Frank Murphy: Ireland's 1969 European 1500m silver medallist dies ages 69

Frank Murphy took 1500m silver behind Britain's John Whetton at the 1969 European Championships in Athens
Frank Murphy was edged out for 1500m gold by Britain's John Whetton in the final stride at the 1969 European Championships

Tributes have been paid to Ireland's 1969 European Championship 1500m silver medallist Frank Murphy who has died aged 69 following a long illness.

In the 1960s and early 1970s, Murphy maintained Ireland's tradition of middle distance excellence with a series of impressive performances.

Like Ronnie Delany before him and later Eamonn Coghlan, Murphy attended Villanova University in the US.

Murphy added a European indoor silver in 1970 to his 1969 outdoor silver.

A year after competing in his first Olympics in Mexico City, the Drumcondra native came within a stride of landing the European 1500m outdoor title in Athens as he was pipped by Britain's John Whetton.

Murphy's finishing time in the Greek capital of 3:39.51 was a then Irish record and he went on to improve his 1500m personal best to 3:38.5.

The Irishman, a member of the Clonliffe Harriers club, had earlier beaten Whetton in 1969 at the prestigious British AAA's Championships.

Murphy competed at a second Olympics in Munich before the Irish mile baton was picked up by the great Eamonn Coghlan, who like Murphy and Delany, was guided at Villanova by the legendary coach Jumbo Elliott.

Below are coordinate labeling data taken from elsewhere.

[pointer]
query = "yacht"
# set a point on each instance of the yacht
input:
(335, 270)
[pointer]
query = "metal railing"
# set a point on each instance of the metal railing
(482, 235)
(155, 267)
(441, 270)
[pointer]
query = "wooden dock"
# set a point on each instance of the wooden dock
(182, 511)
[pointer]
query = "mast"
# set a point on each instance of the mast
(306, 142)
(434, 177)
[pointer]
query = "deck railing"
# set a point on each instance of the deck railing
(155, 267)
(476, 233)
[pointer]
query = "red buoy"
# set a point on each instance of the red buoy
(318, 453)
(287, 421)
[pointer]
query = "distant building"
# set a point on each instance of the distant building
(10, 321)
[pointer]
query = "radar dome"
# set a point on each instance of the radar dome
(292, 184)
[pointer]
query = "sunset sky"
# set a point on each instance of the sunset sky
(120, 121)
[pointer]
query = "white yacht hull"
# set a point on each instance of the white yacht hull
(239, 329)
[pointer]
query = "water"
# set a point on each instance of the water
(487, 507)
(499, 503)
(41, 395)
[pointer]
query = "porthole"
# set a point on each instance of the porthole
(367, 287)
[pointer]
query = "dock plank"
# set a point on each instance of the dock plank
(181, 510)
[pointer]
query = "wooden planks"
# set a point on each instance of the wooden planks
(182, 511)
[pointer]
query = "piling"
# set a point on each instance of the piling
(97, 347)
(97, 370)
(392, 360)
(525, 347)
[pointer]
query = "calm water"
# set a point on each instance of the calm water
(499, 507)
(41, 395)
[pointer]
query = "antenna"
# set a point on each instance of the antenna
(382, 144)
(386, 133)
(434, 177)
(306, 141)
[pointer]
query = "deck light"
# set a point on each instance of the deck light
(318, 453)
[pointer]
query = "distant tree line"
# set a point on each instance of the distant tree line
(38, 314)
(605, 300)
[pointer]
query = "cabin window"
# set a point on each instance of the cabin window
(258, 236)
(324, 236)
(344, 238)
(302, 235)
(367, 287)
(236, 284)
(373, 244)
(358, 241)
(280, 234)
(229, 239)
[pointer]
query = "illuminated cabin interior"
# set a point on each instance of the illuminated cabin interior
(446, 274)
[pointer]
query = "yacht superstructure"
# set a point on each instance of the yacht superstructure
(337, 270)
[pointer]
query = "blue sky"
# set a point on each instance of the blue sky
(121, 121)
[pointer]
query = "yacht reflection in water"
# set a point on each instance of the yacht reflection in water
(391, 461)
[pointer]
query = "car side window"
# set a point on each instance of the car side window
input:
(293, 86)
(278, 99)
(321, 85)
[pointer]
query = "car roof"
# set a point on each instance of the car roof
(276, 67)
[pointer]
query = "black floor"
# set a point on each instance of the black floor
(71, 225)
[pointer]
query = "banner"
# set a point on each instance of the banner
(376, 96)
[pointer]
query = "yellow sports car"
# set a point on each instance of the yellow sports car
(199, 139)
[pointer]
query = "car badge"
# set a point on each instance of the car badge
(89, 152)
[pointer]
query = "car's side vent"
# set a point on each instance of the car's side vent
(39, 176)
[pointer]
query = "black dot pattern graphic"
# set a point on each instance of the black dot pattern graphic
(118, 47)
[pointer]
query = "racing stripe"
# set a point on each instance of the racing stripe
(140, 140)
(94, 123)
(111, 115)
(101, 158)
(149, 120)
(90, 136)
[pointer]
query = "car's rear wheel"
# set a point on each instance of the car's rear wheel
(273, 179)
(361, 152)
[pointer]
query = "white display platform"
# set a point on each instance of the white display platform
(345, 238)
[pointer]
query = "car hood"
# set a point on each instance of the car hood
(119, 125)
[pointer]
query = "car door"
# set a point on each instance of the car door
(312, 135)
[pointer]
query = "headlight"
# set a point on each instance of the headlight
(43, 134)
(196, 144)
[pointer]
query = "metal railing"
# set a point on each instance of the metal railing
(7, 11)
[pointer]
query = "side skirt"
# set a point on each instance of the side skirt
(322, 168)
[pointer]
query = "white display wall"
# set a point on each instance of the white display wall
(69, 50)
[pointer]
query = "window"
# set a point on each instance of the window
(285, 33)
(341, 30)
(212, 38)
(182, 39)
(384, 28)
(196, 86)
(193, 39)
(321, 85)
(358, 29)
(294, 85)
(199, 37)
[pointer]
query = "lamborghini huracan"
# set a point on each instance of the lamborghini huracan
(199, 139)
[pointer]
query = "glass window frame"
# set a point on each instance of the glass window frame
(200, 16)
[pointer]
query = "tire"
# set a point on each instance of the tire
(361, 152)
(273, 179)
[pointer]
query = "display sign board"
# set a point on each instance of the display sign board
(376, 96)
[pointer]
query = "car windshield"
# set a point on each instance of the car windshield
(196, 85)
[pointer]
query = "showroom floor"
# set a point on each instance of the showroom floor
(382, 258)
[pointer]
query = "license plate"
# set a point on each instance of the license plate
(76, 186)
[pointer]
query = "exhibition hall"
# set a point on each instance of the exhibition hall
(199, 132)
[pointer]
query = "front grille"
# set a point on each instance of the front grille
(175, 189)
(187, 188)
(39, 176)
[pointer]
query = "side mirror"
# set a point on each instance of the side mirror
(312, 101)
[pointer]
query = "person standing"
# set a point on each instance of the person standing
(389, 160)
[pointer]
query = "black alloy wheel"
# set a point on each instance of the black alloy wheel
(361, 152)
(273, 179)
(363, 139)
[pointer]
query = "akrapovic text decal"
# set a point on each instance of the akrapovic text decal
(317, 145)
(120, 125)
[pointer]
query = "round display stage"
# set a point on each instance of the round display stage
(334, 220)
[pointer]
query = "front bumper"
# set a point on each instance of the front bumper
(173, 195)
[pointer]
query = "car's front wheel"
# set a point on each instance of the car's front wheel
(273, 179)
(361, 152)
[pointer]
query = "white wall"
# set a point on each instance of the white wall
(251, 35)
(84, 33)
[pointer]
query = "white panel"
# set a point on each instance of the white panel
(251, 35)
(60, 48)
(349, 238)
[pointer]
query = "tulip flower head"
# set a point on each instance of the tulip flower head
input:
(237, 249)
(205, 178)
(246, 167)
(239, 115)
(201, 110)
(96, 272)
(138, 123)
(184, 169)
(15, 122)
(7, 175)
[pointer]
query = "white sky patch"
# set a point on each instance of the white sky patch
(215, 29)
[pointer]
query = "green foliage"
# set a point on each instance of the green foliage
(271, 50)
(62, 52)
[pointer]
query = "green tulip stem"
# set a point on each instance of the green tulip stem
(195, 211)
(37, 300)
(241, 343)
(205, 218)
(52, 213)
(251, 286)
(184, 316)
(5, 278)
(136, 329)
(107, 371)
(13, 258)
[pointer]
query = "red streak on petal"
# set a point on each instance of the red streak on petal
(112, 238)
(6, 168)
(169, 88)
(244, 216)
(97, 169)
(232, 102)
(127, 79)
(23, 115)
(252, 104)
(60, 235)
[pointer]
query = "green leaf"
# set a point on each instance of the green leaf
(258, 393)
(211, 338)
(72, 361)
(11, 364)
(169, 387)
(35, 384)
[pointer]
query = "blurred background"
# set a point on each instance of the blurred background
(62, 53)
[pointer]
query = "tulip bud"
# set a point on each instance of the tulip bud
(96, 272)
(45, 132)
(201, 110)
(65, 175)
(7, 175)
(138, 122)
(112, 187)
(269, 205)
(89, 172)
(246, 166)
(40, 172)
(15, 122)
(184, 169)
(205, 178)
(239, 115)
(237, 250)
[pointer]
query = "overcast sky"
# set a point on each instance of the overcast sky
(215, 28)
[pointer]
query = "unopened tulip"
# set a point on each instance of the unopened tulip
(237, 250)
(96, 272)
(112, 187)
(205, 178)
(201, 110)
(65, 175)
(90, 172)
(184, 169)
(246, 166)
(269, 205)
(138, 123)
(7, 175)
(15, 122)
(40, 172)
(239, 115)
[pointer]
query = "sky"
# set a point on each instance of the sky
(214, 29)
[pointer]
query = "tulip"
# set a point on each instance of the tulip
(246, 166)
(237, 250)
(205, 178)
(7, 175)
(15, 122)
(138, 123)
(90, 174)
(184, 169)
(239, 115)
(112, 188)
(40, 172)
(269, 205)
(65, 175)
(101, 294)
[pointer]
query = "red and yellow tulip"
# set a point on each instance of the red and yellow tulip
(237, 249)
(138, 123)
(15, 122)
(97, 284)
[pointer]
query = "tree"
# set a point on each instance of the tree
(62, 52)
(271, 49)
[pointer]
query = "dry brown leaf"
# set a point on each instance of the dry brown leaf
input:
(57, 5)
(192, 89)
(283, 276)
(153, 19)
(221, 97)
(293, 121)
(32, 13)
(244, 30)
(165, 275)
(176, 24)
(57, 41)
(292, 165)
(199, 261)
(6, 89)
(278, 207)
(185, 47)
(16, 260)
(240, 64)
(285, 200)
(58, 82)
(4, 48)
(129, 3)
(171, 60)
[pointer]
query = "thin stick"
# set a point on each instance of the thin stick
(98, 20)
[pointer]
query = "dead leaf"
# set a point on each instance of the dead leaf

In recent years, Murphy battled against Parkinson's disease and he passed away in a nursing home on Thursday.

Coghlan has been among many people connected with Irish athletics to pay tribute to the late Dubliner, who also had impressive 800m and mile personal bests of 1:47.4 and 3:58.1.

Eamonn Coghlan's tweet after Frank Murphy's death

An Athletics Ireland statement said that the Irish governing body was "deeply saddened" to hear of Murphy's death.

Murphy was inducted into Athletics Ireland's hall of fame in 2014.